La geografia del mondo ci mostra come la povertà sia un fenomeno globale. Mettersi alla ricerca delle relazioni tra il Nord, con una storia di conquista fatta di rivoluzioni industriali e tecnologiche, e il Sud, con una storia di invasioni, saccheggi e oppressione, potrebbe essere una delle piste da seguire per comprendere maggiormente le cause dell’ineguale distribuzione delle ricchezze.



(1)Nel 2000, anno della Dichiarazione del millennio dell’ONU, la soglia di povertà estrema, era fissata a 1 dollaro al giorno secondo i prezzi vigenti nel momento in cui sono stati lanciati gli Obiettivi di Sviluppo del Millennio. Nel 2008, la Banca Mondiale ha aggiornato questa soglia a 1,25 dollari al giorno. Di conseguenza, sono stati aggiornati anche gli indicatori per misurare lo stato di avanzamento dell’Obiettivo 1 che fanno attualmente riferimento al valore di 1,25 dollari al giorno.
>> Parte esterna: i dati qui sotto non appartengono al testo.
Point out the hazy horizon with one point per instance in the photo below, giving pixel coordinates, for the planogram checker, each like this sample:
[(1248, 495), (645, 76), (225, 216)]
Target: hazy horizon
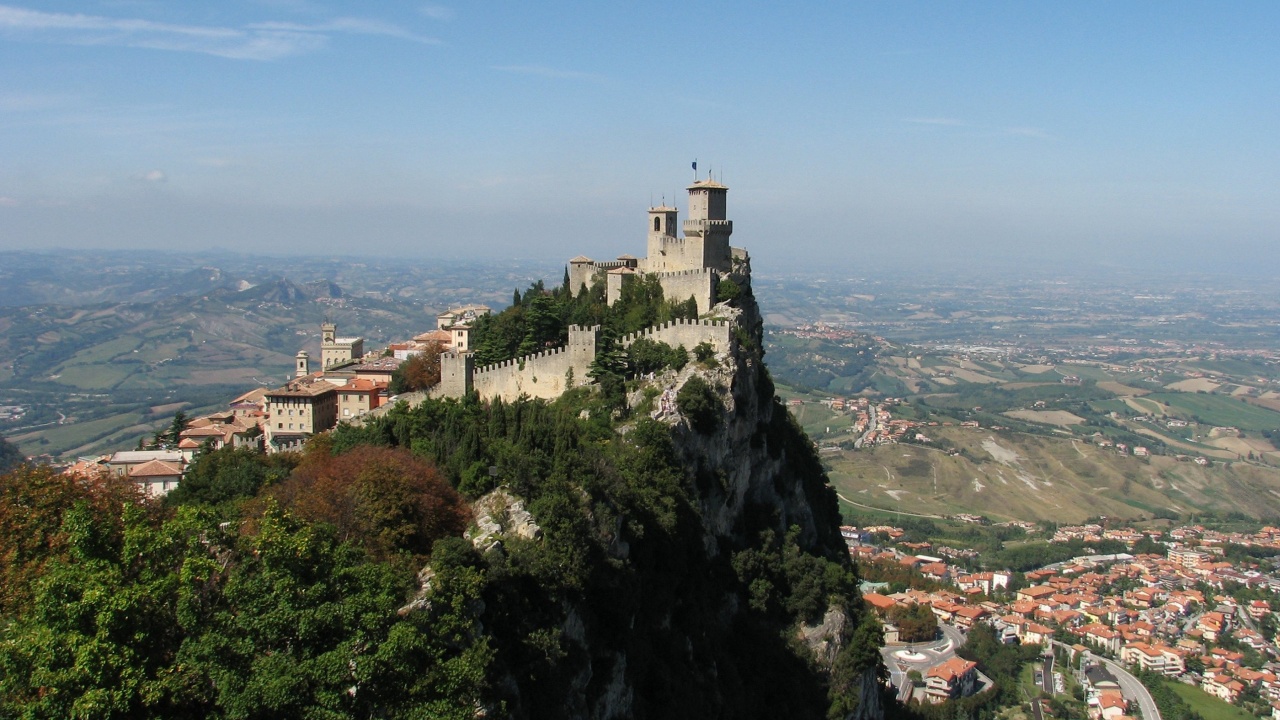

(2)La possibilità di vivere dignitosamente non ha sempre e solo a che fare con la possibilità di acquistare dei beni o dei servizi in cambio di denaro. Ogni forma di baratto, per esempio, non prevede l'uso di moneta. Il Movimento della decrescita felice ed altre esperienze che si sono diffuse in questi anni anche in Italia, come ad esempio quella dei GAS. teorizzano e praticano l''autoproduzione dei beni e dei servizi riducendo di fatto la necessità di denaro ma non il godimento dei beni e dei servizi stessi.